I started hiking a few years ago to get back in shape after having my kids, and at first I was struck by how much I didn’t know about wild plants. I’ve spent much of my life working with plants, and I understood so little about my own native landscape. I saw a smooth hydrangea and recognized it as the wild cousin of a garden plant, and I thought, “What else is out here?” I started taking pictures and using iNaturalist to learn everything I could about the plants in the woods and meadows in our area and beyond. When you see how a plant grows in the wild, where it likes to be and what other plants it likes to grow near, it’s like a light bulb goes off. I’m always so inspired by these spaces and looking for ways to bring great native plants into our designed spaces.

Q: What do you find to be the biggest obstacle or hurdle when it comes to inspiring homeowners to plant with nature in mind? What do you do to help them see the benefit for us and for nature to plant in this manner?
A: I think it’s just so unfamiliar to most of us. We’re not used to seeing it, and it’s difficult to make what feels like a drastic change if you feel like you’re still learning something new. But it doesn’t have to be an all or nothing thing. You don’t have to rip everything out and start from scratch, although that can be a great way to do it if you have the budget. What’s most important is to add plants with ecological value where you can, when you can, and go from there. Learn what you like, what works in your space and keep doing it. That’s how gardening works–you try something, and you learn from it, and you react to what you’ve learned and over time you grow something amazing.

Q: What are three insights you would like to share with homeowners who are considering planting for pollinators?
A: First, you will love your pollinator garden. They really are so rewarding in terms of the beauty they offer and daily changes, the way they root you to the seasons and the passage of time.
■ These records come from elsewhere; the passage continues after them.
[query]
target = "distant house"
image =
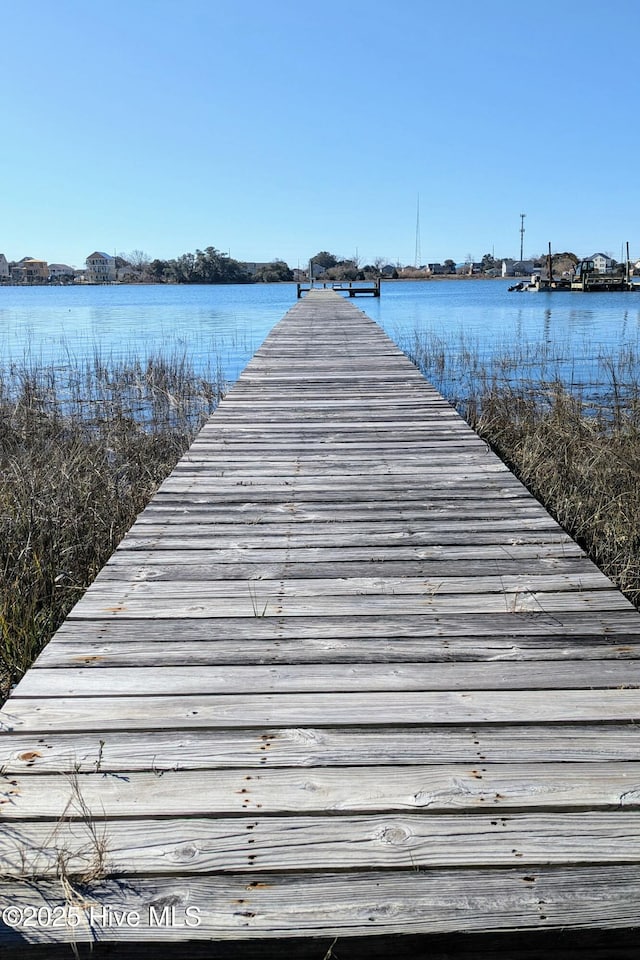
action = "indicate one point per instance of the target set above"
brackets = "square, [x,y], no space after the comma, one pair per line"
[101,268]
[507,268]
[518,268]
[252,267]
[602,263]
[59,270]
[29,270]
[467,269]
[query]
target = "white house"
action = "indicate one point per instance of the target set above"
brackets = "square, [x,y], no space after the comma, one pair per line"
[601,262]
[101,268]
[60,270]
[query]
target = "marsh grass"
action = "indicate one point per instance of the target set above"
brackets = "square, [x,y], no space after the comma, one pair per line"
[567,422]
[82,450]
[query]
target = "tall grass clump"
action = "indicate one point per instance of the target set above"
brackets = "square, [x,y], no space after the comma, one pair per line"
[568,425]
[82,450]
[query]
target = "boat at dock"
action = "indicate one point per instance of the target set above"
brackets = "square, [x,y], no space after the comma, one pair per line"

It’s like watching a drama unfold and you’ll start looking forward to this or that time of year for particular plants or wildlife that will visit.

Second, you might be surprised how it connects you to your neighbors. It’s a great conversation starter and I find that people are so curious about pollinator gardens. If you put one in your front yard, you won’t be the only one who grows to love it.

And finally, when you plant with nature in mind, it’s not like your garden might support the pollinators and birds, it’s an absolute certainty that it will. Sometimes the pollinators find the plants even before we can plant them in the ground. You will be amazed at how much wildlife you can support in even a small area.

Q: What can a client expect when they arrange to meet with you to discuss a new garden plan?
A: We will walk your property together and talk about your goals, what you want and don’t want, and how we can help you. I don’t want to impose a one-size-fits-all vision on anyone, but I do want to use my knowledge and experience to help you achieve the best use of space for you and your goals. If you have a specific idea, that’s great, and if not, that’s great too. I love a good creative challenge. I always have nature in mind when thinking about a design, but for me beauty is just as important. I want you to love your garden, to connect with it in a deeper way, and for you to feel fully grounded in your own space. After all, gardens are habitats for people too. I’ll be asking how you spend time in your garden, what your views are like into the garden, and other ways you will experience your outdoor spaces.